You are the SHO on-call & have been called to surgical HDU to review a 60-year-old male who underwent anterior abdominoperineal resection under GA 12 hours ago. You didn’t attend operation & didn’t see him before. The nursing staff are concerned about his low UOP . Physical examination was unremarkable & the catheter was patent. Upon reviewing his fluids & observation charts , he is NPO & he received only 1L of fluid over the last 12 hours.
Q1: On the light of the fluids & observation charts, What’s the likely cause of low UOP?
Q2:What’s the appropriate management?
Q3: What’s the theoretical physiological rational for giving the fluid challenge rather than speeding the drip up?
Q4: The patient is monitored 2hourly, is that adequate?
Q5: Are there any reasons why synthetic colloids are not advised in post-op patient?
Q6: How are you going to manage this patient’s circulation for the remining of your shift?
Q7: If the patient becomes more haemodynamically unstable & you gave him more fluids. What means are available to more assess the CVS function & patient’s response to therapy?

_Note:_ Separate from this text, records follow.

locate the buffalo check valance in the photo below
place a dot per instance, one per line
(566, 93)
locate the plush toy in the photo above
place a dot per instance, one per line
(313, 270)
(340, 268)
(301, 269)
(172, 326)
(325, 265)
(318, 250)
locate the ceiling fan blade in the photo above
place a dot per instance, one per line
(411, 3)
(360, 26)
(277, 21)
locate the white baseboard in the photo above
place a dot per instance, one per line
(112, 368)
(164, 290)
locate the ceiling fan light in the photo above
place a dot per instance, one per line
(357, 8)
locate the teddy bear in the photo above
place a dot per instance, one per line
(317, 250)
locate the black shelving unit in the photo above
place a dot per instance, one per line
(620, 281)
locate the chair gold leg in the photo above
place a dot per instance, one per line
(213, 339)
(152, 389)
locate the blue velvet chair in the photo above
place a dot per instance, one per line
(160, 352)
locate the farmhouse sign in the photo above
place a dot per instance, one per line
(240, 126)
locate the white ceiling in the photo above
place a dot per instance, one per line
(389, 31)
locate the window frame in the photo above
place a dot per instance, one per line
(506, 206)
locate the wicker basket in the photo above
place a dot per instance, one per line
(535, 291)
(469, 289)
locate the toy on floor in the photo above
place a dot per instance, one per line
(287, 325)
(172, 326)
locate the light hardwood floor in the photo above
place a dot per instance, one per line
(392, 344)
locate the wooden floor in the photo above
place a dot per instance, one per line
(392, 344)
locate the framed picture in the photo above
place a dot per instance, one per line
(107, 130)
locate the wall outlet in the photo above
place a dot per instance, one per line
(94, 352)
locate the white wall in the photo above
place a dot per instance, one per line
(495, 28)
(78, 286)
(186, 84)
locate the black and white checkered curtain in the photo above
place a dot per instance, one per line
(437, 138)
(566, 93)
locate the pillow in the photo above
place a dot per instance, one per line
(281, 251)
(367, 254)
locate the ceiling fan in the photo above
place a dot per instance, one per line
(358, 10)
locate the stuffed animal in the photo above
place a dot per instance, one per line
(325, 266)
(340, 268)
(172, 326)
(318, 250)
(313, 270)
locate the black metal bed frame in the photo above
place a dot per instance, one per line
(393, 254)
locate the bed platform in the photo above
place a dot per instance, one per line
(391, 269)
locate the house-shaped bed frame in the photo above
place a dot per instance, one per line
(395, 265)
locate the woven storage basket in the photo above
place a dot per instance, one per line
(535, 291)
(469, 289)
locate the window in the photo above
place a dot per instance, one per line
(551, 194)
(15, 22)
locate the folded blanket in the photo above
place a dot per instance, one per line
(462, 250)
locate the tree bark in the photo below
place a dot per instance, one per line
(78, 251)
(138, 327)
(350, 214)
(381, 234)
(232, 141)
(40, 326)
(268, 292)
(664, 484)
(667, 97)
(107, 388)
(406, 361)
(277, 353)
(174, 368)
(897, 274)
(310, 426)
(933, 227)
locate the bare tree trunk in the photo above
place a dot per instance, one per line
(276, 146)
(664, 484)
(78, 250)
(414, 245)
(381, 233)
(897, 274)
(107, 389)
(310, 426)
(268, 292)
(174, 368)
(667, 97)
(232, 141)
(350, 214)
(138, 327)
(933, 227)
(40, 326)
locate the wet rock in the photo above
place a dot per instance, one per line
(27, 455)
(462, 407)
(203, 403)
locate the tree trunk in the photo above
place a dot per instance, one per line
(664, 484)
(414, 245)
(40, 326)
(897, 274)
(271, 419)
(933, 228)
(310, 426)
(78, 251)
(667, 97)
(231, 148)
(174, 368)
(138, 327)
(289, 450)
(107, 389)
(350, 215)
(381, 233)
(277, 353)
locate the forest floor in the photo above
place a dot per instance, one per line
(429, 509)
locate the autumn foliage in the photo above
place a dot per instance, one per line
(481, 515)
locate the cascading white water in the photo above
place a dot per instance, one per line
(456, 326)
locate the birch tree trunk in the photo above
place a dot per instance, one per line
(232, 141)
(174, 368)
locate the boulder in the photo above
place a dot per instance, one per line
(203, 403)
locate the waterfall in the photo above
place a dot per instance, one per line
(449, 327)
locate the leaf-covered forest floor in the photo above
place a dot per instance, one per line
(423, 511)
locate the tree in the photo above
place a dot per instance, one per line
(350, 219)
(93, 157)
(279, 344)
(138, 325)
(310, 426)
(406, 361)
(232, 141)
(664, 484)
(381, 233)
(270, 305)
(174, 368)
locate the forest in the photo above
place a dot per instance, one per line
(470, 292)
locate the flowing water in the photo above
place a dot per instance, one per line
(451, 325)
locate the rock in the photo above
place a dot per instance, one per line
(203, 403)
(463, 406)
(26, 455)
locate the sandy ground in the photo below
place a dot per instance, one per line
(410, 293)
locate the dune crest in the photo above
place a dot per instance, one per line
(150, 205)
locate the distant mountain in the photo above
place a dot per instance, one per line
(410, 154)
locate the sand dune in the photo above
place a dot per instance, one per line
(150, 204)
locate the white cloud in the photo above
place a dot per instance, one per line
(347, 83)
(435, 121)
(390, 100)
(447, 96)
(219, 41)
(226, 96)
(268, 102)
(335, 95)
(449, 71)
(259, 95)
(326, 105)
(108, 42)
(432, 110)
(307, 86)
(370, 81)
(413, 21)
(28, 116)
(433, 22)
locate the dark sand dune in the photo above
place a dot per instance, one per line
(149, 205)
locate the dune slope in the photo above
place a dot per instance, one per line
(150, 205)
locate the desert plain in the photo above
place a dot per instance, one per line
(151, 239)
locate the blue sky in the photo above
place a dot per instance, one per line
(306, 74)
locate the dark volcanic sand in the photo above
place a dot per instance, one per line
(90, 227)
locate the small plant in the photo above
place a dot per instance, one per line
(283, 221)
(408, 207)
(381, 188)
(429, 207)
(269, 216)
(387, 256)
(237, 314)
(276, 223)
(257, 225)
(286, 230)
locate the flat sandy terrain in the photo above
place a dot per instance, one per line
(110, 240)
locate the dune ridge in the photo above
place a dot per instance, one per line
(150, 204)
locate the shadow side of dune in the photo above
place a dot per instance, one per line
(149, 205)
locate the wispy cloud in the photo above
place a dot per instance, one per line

Q8: Who to notify about this patient’s status ? When?
Q9: What’re the hormones you expect them to be secreted in an attempt to preserve circulation volume?
Q11: Where does ADH act?
Q10: Where’s ADH produced & what factors stimulate its secretion?
Q12: By what mechanism does ADH facilitate the reuptake of water from tubular fluid?
Q13: Why does water cross from tubular fluid into tissue renal medulla?
Q14: What’s the process by which the medullary tissue become hypertonic?
Q15: How does aldosterone act to maintain circulating volume?